I had planned to provide a comparison at this point of the House and Senate bills, spelling out which version was better on each of the score of important provisions, and recommending changes where neither was sufficient.
Instead, I find myself asking this question: Can anything be salvaged of what was supposed to be the centerpiece accomplishment of the 2013-14 General Assembly?
If legislators aren’t willing to give up their power to police their own compliance with the law — which would require not only for the Senate to come around but also for the House to alter its unworkable solution — then should they bother passing anything at all?
And what if they remain absolutely unwilling to make it absolutely clear that a judge was hallucinating when he said the attorney general needs legislators’ permission to prosecute them for profiting from their office?
Are we better off to take what we can get — likely disclosure of legislators’ sources of income and closing some loopholes in our campaign-finance reporting laws — and come back next year to try again for enforcement?
Or will that allow legislators to do what they always do with controversial issues: Boast that they have passed ethics reform when they have not, and doom any efforts for real reform for years or decades to come?
Key elementsstill missing
Clearly, the House has no interest in rewriting the law to clear up whatever ambiguity Circuit Judge Casey Manning found about the attorney general’s constitutional authority to prosecute legislators; no one even proposed that during the House debate last month.
And while Senate leaders are outraged by the Manning Loophole, they’ve concluded that it would be inappropriate to act now rather than giving the Supreme Court an opportunity to overturn the decision. Which we should be able to assume it will do. And which I hope it will do.
Clearly too, the Senate has no interest in changing the routine oversight procedure, whereby the Senate and House Ethics committees receive secret complaints against senators and representatives and decide in secret whether to investigate them and, if so, what to do as a result.
The House bill creates an independent oversight commission that would review complaints against all government employees and elected officials — including legislators and even judges — and report its findings to the House or Senate Ethics committee or the State Ethics Commission or the judiciary’s disciplinary office.
But it doesn’t make any sense to include the judiciary in this plan: Judges must obey an entirely different (and more stringent) set of ethics rules than legislators, governors and everyone else in the political branches. Having one commission serve as the first line of investigation for both ethics systems is asking for mistakes, at best.
Representatives did reject a plan to put legislators and judges on that commission, agreeing instead that the Legislature and the Supreme Court would appoint private citizens, as would the governor.
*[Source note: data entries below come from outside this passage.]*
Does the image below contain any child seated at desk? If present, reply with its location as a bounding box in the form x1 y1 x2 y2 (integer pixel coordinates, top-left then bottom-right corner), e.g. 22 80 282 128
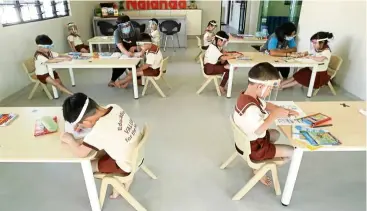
233 62 298 186
34 34 73 95
116 33 163 88
61 93 140 198
204 31 241 94
67 22 89 53
280 32 333 89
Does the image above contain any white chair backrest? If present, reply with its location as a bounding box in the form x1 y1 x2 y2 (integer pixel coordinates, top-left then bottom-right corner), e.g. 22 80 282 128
327 55 343 79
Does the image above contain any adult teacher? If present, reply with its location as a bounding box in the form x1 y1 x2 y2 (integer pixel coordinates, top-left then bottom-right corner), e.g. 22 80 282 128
260 22 297 79
108 15 141 87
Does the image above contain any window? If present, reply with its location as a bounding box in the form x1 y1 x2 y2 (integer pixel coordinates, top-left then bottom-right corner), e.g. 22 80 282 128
0 0 69 26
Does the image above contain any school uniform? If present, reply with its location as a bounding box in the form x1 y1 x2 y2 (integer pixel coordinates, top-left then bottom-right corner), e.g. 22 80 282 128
204 44 229 87
68 34 89 52
143 44 163 76
34 51 60 84
83 104 140 176
233 92 276 161
293 49 331 89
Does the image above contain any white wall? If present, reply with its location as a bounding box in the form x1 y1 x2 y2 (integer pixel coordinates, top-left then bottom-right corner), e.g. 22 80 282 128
0 2 96 100
298 0 366 100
That was an essential improvement, which makes it possible to turn this into a workable plan: The conferees simply need to strike the references to the judiciary.
Whether the House members will be willing to do that is another question: It depends on whether they’re serious about independent enforcement or just trying to look like they’re serious about it.
One clue might be whether they’re willing to give up their provision that gives seven of the governor’s nine appointments to the Ethics Commission to the state’s constitutional officers. Yes, you read that right: The agriculture commissioner would appoint a member of the Ethics Commission, as would the education superintendent and the adjutant general, and all of those other people whom we elect only because the framers of our post-Reconstruction constitution wanted to make sure that if a black man somehow got elected governor, he wouldn’t be able to do anything.
House members aren’t afraid of a black governor, but they’re apparently just as determined to make sure the governor can’t act like a governor.
This is where we need to step back and recall why we have an ethics law. We have an ethics law to reduce the chance that lawmakers will put their personal interests or the interests of their employers or business partners or campaign donors ahead of ours. We do this by requiring them to report potential conflicts of interest, and by outlawing the behaviors that most clearly put their interests ahead of ours, and by putting in place a system to detect and punish violations.
For more than two years now, our legislators have been promising to improve our ethics law, which does not require enough disclosure, does not prohibit enough self-serving actions and does not provide serious enough enforcement. And just when we thought our Legislature couldn’t get any less interested in making sure that whatever law they pass is enforced, Judge Manning blew up the ultimate enforcement mechanism, declaring that the attorney general can’t prosecute legislators for profiting from office unless they give their permission, through their self-policing Ethics committees.
Some good reforms
So, back to that first question: Is our legislators’ work product worth salvaging?
Two or three years ago, I would have been overjoyed to get the disclosure provisions and the campaign-finance reforms in the two versions of H.3945. Even today, they are good reforms.
Most legislators will obey the new disclosure requirements regardless of enforcement, because most people obey the law simply because it is the law, and our legislators are no different.
Those requirements will tell voters who pays legislators’ salaries or hires their companies or pays their spouses and business partners — information that will help us determine whether our legislators are working for us or for their patrons.
The reforms to the campaign-finance law apply far beyond legislators, to candidates for statewide and local offices and to political action committees and other special interests that try to influence our votes. They all fall under the jurisdiction of the State Ethics Commission, which doesn’t have the fox-guarding-the-henhouse problem of the House and Senate.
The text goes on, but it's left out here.